What's your favorite anime of when you were younger? Dragon Ball Z
What's your favorite anime of the past few years? Dragon Ball Z. Unless you're going by anime that started over the last few years, then One Punch Man.


----------



## Deleted User (Nov 30, 2016)

ThisIsDaAccount said:


>



That's my waifu keep your hands off 


DID SOMEBODY SAY JOJO?


----------



## Dorimori (Dec 3, 2016)

Definitely JoJo's Bizarre Adventure, specifically Parts 2 and 4.
Reading the Part 5 manga now.

--------------------- MERGED ---------------------------



VinLark said:


> That's my waifu keep your hands off
> 
> 
> DID SOMEBODY SAY JOJO?



Oh, have you seen the new episode of DiU? New OP is great


----------



## Seriel (Dec 3, 2016)

Owari no Seraph, Sword Art Online II (Only the last arc is actually good) and Re:Zero
As for when I was younger, it only would have been like 3/4 years ago, but definitely Yu-Gi-Oh! Zexal


----------



## Xiphiidae (Dec 3, 2016)

osaka35 said:


> What's your favorite anime of when you were younger?


Cowboy Bebop.



> What's your favorite anime of the past few years?

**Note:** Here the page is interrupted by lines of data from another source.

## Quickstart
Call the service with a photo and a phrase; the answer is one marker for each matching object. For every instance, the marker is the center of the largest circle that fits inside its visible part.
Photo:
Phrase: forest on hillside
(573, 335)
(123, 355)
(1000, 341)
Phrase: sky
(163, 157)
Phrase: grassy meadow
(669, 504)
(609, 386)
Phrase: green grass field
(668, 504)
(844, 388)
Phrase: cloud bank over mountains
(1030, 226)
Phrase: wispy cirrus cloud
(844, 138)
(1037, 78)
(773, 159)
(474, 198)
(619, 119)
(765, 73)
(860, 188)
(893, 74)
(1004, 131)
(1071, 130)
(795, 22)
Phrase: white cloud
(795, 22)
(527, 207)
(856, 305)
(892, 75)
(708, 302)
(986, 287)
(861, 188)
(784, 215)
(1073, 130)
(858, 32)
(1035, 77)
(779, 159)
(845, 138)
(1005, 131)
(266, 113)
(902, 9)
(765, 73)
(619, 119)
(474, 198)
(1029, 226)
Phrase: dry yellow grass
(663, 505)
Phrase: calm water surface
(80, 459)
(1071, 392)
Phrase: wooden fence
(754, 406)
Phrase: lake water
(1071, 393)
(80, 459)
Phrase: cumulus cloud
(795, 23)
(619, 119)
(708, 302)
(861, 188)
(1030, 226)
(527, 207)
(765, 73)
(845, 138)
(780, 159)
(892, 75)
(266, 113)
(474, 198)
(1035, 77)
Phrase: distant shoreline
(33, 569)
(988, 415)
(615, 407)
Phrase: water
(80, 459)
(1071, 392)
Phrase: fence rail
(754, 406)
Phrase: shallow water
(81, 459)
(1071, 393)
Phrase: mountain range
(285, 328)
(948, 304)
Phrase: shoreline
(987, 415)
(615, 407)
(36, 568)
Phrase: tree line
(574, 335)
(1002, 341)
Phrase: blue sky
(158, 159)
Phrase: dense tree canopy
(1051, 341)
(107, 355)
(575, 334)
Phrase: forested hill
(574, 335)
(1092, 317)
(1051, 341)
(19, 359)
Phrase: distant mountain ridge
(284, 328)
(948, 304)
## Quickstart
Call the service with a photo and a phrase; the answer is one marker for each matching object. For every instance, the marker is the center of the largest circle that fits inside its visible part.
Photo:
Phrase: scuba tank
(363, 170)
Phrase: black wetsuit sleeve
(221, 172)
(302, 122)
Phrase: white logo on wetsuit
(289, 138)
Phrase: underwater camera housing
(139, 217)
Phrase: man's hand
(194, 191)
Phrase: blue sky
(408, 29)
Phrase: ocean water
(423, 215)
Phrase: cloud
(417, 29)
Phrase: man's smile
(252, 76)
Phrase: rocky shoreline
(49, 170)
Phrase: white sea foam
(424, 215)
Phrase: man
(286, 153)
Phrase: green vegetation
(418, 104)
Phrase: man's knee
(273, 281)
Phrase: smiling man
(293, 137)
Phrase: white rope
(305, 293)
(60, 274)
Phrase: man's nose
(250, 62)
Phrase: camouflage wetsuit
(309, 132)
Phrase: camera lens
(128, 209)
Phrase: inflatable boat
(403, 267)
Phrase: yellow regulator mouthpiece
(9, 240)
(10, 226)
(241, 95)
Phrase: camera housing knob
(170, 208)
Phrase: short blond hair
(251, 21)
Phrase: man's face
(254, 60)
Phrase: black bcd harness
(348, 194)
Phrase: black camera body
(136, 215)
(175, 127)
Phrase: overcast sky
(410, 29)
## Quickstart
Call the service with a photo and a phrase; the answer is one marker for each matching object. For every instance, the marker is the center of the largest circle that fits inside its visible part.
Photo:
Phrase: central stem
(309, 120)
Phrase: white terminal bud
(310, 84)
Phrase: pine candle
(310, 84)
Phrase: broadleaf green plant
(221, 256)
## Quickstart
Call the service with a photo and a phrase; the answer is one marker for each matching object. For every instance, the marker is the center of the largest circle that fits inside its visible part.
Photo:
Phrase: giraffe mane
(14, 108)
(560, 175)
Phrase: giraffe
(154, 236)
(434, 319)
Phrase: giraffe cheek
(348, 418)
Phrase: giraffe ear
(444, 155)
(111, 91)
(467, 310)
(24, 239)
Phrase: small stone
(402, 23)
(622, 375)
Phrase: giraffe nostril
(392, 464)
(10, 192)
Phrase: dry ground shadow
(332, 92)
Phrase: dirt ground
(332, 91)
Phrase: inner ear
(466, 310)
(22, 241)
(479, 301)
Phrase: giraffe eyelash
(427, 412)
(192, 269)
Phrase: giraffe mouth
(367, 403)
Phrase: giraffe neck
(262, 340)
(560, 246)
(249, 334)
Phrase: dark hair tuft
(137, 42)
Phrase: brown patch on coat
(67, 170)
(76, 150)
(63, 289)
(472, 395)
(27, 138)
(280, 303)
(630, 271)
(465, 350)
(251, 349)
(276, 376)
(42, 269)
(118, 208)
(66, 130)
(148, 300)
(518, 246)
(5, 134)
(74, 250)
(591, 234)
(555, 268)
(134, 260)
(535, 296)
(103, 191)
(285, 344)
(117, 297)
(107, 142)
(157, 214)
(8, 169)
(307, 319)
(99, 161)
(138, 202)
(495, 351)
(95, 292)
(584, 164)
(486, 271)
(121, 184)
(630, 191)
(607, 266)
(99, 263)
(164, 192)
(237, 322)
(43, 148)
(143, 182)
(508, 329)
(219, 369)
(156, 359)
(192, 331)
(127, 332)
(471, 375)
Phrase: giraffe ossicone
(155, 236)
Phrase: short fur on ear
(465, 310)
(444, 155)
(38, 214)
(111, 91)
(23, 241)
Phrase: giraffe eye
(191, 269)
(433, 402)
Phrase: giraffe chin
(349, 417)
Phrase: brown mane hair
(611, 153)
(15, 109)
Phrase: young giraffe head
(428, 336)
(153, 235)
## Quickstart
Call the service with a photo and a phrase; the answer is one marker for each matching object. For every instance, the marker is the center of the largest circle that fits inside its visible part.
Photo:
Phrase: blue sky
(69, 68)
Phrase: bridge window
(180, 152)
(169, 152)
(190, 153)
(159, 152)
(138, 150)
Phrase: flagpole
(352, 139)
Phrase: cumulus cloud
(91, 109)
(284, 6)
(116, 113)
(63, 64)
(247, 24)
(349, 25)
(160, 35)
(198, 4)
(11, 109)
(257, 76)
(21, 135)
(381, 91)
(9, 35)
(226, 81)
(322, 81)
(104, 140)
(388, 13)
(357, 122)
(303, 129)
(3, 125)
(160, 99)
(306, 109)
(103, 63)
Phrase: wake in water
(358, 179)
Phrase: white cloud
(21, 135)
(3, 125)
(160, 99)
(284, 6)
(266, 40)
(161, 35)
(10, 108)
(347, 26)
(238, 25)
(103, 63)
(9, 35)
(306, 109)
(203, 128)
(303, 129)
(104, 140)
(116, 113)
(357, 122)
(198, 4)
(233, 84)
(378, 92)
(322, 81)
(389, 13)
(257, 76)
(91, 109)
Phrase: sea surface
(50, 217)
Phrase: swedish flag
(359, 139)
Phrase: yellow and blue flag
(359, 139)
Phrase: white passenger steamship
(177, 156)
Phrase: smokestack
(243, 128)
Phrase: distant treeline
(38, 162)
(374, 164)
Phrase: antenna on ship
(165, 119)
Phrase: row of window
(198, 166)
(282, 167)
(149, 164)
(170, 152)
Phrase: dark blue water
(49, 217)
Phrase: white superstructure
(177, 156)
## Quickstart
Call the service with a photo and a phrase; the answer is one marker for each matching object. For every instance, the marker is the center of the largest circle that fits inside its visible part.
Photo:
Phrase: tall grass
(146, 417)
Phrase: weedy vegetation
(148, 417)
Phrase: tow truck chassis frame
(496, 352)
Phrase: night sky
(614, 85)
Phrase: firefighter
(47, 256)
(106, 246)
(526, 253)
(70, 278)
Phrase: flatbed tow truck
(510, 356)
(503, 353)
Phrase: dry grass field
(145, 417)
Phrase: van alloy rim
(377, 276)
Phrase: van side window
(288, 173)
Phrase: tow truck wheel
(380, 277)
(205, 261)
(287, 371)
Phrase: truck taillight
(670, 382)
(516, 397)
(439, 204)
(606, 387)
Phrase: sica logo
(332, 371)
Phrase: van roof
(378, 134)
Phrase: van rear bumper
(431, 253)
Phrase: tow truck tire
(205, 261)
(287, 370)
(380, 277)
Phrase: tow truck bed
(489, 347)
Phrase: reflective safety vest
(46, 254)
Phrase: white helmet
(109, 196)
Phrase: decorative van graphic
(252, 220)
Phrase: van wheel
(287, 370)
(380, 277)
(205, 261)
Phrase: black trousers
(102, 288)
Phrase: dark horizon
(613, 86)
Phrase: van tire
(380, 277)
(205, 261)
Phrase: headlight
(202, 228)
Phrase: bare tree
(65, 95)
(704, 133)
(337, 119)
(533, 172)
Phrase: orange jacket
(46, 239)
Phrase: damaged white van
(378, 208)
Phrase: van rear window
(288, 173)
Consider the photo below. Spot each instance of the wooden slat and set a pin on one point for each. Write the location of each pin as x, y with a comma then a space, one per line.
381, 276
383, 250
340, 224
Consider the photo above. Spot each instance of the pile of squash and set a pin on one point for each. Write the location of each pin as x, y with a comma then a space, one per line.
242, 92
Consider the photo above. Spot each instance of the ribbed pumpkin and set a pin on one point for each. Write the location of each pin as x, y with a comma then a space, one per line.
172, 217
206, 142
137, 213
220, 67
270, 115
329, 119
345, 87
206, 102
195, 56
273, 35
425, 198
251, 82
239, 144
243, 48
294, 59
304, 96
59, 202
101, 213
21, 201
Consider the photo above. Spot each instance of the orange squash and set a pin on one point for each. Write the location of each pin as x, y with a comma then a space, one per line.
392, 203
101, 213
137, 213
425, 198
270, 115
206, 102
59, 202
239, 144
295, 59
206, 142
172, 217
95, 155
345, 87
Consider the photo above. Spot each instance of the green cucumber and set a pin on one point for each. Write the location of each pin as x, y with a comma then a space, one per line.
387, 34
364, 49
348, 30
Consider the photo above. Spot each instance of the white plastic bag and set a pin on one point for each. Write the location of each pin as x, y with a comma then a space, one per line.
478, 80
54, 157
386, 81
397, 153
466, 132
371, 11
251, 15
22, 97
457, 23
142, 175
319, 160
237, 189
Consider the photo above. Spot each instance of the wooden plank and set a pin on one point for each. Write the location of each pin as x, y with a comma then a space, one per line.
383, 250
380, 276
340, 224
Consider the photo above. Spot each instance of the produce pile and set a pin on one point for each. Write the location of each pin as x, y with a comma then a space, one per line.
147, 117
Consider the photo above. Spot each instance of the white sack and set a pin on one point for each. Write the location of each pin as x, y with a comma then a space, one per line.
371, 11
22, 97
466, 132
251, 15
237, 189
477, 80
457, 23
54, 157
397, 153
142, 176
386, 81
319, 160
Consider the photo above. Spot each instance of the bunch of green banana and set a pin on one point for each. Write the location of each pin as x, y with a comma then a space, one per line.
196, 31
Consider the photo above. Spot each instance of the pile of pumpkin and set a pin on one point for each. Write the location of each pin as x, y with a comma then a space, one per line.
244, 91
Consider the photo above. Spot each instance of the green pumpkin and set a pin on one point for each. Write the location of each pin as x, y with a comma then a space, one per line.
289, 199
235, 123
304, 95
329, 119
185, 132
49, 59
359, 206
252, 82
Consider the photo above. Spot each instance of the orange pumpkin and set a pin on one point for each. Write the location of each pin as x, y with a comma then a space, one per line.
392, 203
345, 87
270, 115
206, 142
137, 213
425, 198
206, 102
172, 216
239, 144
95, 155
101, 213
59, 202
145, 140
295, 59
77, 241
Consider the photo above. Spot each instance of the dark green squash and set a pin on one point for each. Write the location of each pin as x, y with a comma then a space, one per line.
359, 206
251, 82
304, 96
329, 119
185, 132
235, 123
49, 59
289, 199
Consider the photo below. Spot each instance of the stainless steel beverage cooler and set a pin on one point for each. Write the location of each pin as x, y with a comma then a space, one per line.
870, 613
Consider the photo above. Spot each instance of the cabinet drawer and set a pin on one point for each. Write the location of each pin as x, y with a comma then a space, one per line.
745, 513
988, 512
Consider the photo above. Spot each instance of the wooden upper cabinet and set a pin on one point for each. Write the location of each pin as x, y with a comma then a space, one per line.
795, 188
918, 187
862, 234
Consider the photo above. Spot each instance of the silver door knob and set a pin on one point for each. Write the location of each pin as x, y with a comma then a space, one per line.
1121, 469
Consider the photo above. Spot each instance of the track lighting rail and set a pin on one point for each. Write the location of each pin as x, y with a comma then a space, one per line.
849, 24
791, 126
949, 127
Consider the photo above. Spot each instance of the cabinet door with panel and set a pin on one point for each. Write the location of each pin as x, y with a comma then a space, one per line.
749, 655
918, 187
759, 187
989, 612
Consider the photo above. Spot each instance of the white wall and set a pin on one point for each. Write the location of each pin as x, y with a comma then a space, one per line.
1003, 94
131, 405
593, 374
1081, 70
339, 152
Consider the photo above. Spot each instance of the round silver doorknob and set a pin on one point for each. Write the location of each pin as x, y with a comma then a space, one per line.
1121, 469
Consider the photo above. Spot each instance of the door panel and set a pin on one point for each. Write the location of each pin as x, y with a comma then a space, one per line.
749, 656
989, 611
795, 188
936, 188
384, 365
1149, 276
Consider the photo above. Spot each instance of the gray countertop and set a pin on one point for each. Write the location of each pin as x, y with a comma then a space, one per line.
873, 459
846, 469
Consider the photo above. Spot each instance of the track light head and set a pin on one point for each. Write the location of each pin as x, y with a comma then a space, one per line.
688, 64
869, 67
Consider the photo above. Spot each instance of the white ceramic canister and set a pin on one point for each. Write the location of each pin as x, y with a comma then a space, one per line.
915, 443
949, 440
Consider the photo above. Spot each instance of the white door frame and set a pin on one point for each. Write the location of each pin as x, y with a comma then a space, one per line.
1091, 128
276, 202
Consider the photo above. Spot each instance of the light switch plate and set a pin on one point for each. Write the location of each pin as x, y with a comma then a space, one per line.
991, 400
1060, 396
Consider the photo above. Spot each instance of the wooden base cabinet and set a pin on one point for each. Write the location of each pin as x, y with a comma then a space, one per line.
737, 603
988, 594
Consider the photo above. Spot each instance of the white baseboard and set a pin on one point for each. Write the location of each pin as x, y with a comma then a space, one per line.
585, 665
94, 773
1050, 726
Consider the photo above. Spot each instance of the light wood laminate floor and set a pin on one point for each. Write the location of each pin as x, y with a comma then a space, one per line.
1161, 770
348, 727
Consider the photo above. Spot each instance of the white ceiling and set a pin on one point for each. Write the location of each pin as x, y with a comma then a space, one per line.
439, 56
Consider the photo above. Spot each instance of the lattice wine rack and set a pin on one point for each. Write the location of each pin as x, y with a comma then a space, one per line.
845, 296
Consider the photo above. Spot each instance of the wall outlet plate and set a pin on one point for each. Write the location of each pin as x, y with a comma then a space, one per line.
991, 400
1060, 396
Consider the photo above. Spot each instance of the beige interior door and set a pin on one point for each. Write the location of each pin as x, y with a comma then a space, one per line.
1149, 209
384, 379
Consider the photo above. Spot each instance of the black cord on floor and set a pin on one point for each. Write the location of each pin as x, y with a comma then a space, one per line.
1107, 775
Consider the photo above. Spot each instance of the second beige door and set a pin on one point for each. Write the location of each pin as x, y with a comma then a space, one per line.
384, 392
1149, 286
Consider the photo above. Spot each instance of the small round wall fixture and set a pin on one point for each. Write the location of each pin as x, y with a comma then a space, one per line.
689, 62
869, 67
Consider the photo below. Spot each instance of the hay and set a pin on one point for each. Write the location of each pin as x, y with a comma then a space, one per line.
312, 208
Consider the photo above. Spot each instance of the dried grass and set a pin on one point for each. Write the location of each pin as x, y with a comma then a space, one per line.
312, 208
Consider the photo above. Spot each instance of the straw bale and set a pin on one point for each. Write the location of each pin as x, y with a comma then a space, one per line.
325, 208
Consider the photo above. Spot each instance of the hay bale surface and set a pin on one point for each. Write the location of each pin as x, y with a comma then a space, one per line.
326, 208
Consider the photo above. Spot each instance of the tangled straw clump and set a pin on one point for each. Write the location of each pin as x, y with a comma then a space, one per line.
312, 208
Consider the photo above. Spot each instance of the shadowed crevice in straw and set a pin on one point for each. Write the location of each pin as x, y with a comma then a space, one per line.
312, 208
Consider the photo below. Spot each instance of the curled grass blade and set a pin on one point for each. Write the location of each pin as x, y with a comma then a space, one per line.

Cowboy Bebop is still my favourite of all time, but as for recent series, then Dragon Ball Super.


----------



## Deleted User (Dec 3, 2016)

Dorimori said:


> Definitely JoJo's Bizarre Adventure, specifically Parts 2 and 4.
> Reading the Part 5 manga now.
> 
> --------------------- MERGED ---------------------------
> ...


Yep, the new OP is SO good.


----------



## KingBlank (Dec 3, 2016)

Hunter X Hunter


----------



## Dorimori (Dec 3, 2016)

VinLark said:


> Yep, the new OP is SO good.



They changed it again, though.


----------



## Deleted User (Dec 3, 2016)

Dorimori said:


> They changed it again, though.



Oh damn, watching the new episode now.


----------



## The Catboy (Dec 3, 2016)

Eh~ I mentioned Squid Girl already. 
I seriously love Squid Girl. It blend everything from fantasy to slice of life, and comedy. It's stuck with me for some because Squid Girl herself isn't really that remarkable of a character, in fact she's rather normal and mundane. It's more funny how underwhelming the she really is. Which is made better when people do react to her and it's treated like they are overreacting.
I seriously love the show.


----------



## invaderyoyo (Dec 3, 2016)

Hajime no Ippo

I wish more people would give it a chance.


----------



## almmiron (Dec 3, 2016)

A grande família


----------



## Yandere-chan (Dec 3, 2016)

T̶h̶e̶ ̶F̶l̶i̶n̶t̶s̶t̶o̶n̶e̶s̶!̶  Yu Yu Hakusho, Fullmetal Alchemist, Fullmetal Alchemist Brotherhood, Akame ga Kill, Super Mario Anime, Sonic X, Dragon Ball Z. Dragon Ball Z Kai, Dragon Ball Super, ect.


----------



## almmiron (Dec 3, 2016)

A Grande Família (oops double)


----------